USP: Sobrecarga mental transforma cuidadores em pacientes

Falta de suporte social aumenta a sobrecarga de cuidadores de idosos com doenças psiquiátricas

sex, 18/02/2005 - 17h52 | Do Portal do Governo

Dentre os principais fatores de sobrecarga para as pessoas que cuidam de idosos com demência ou depressão destacam-se a questão financeira, as alterações de comportamento do idoso e a percepção de que há uma relação de dependência.

A psiquiatra Cintia Maria C. B. Matsuda, da Faculdade de Medicina (FM) da USP, investigou a sobrecarga e o grau de sintomas de ansiedade e depressão entre esses cuidadores. A pesquisa faz parte de um projeto maior, empreendido pela FM, que tem entre seus objetivos a elaboração de medidas de intervenção e assistência a idosos com demência ou depressão e a seus respectivos cuidadores.
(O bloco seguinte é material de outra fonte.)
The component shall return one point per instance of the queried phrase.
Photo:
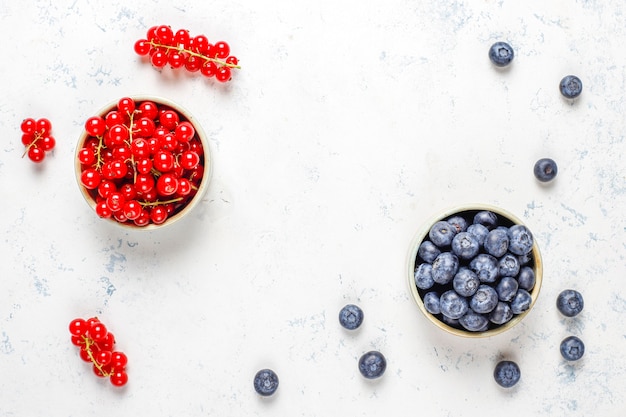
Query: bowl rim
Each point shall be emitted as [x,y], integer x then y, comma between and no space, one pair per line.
[412,255]
[202,136]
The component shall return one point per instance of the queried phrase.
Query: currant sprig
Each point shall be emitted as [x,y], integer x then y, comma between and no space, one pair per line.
[97,346]
[37,137]
[181,50]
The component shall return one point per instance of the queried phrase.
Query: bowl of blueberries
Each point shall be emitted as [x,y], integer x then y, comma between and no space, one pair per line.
[474,270]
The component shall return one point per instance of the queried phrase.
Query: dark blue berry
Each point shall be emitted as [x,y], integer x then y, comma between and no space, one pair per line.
[545,169]
[265,382]
[372,364]
[572,348]
[501,54]
[571,86]
[351,316]
[507,373]
[570,303]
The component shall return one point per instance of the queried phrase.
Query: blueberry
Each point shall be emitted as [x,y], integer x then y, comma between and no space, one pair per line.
[520,240]
[507,288]
[372,364]
[507,373]
[465,282]
[570,302]
[485,299]
[526,278]
[465,245]
[485,267]
[508,266]
[424,276]
[474,322]
[351,316]
[521,301]
[487,218]
[501,54]
[497,242]
[453,305]
[571,86]
[445,267]
[501,314]
[545,169]
[572,348]
[428,251]
[441,233]
[265,382]
[431,302]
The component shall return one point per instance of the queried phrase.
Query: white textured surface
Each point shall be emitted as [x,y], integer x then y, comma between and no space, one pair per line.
[350,124]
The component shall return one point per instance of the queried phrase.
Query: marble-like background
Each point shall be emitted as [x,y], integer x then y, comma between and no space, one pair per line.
[349,124]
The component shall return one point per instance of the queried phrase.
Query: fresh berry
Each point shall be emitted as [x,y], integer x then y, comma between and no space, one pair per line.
[570,303]
[372,364]
[501,54]
[351,316]
[545,169]
[572,348]
[507,373]
[265,382]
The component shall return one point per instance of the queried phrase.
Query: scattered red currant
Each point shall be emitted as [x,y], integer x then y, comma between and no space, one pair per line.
[163,46]
[37,137]
[96,345]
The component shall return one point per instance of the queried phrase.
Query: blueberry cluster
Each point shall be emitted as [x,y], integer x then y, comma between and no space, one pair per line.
[474,270]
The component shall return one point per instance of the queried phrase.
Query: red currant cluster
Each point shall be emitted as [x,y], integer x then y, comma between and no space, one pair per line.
[97,345]
[37,137]
[142,162]
[181,50]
Cintia aplicou a 60 cuidadores um questionário para obtenção de dados sócio-demográficos e avaliação do grau de sobrecarga e sintomas de morbidade psiquiátrica (ansiedade e depressão). Todos os entrevistados eram responsáveis por idosos atendidos pelo Instituto de Psiquiatria (IPq) da FM, dos quais metade sofria de depressão em grau moderado ou grave e, a outra metade, de demência em grau leve ou moderado. Os idosos também foram avaliados, por meio de questionários sócio-demográficos e análises do nível de dependência e presença de sintomas de doenças psiquiátricas.

Resultados

Entre os cuidadores, os principais fatores de sobrecarga são a questão financeira, alterações de comportamento do idoso e a ‘percepção de uma relação de dependência’. ‘A percepção do cuidador quanto à gravidade da deterioração do quadro clínico do idoso parece ser mais importante para a determinação da sobrecarga do que as escalas objetivas de avaliação de piora desse mesmo quadro’, explica a psiquiatra. Além disso, muitos dos cuidadores se queixam de dificuldades em manter as atividades cotidianas e apontam o surgimento de dúvidas, sobretudo a respeito dos cuidados necessários ao paciente.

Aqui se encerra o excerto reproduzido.